Compuso música para todo tipo de escritores, dramaturgos y libretistas, alemanes, franceses y norteamericanos, muy a menudo con fuertes y relevantes contenidos ideológicos. Aún así se mantuvo al margen de adhesiones y se limitó al terreno musical.
Siempre será nombrado de segundas y estará a la sombra de el dramaturgo alemán del siglo XX, Bertold Brecht. 
Brecht era un intelectual, un genio y un maestro del sarcasmo, que por cierto se reía muy bien de los demás pero no tan bien de sí mismo. 
Weill voló más alto y destacó siempre, para los oidos que saben y sabían escucharlo, en la libertad estilística en la partitura, en su independencia artística y en esa humanidad que se transparenta en la melancolía y en la claridad, falta de pretensiones, de sus melodías. Absorbía tendencias y estilos en el momento en el que los oía, para más tarde mezclarlos sin pudor. En su música se escucha todo lo que le interesó que no fue poco. Sus canciones francesas dejan en mantillas a algunas chansons e incluso una fue cantada como himno por los franceses de la Resistencia en la Segunda Guerra Mundial. Lo que compuso en América, que fue mucho, no está por debajo de ninguna obra de los grandes compositores estadounidenses del peso de Porter o Gershwin.

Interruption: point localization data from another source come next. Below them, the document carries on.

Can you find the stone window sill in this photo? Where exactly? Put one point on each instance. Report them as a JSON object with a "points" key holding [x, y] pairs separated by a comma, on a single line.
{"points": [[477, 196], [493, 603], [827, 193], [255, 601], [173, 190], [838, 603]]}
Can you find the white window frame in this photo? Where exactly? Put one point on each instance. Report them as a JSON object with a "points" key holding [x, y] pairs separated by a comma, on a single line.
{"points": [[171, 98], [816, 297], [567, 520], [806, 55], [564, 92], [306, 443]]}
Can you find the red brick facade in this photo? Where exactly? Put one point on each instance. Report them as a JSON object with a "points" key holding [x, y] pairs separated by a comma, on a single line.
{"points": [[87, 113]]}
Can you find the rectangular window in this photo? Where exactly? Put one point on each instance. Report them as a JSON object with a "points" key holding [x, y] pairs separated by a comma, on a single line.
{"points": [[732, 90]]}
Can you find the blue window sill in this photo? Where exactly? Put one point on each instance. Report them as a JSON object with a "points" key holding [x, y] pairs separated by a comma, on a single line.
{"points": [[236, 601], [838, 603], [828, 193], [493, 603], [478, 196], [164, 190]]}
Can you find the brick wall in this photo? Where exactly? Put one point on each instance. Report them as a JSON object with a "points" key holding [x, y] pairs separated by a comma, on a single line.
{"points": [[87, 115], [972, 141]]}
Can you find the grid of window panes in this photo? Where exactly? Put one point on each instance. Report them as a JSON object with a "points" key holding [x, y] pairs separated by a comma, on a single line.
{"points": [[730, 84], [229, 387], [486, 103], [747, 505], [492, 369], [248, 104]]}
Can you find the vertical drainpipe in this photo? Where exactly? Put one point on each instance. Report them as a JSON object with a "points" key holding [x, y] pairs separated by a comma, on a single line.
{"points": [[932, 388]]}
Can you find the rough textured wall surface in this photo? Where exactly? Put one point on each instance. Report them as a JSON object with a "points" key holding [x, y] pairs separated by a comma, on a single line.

En el libro sobre la correspondencia entre él y Lotte Lenya se revelan irreverencia, desinhibición y el humor que le insufló al drama en su vida y a su música. Dejó de hablar en su lengua materna al llegar a los Estados Unidos por convicción y se autoproclamó americano, pero cuando un periodista danés le preguntó en Paris en los años treinta qué sentía al dejar su país, confesó: "En el fondo de mi corazón, nunca me he ido de Alemania ".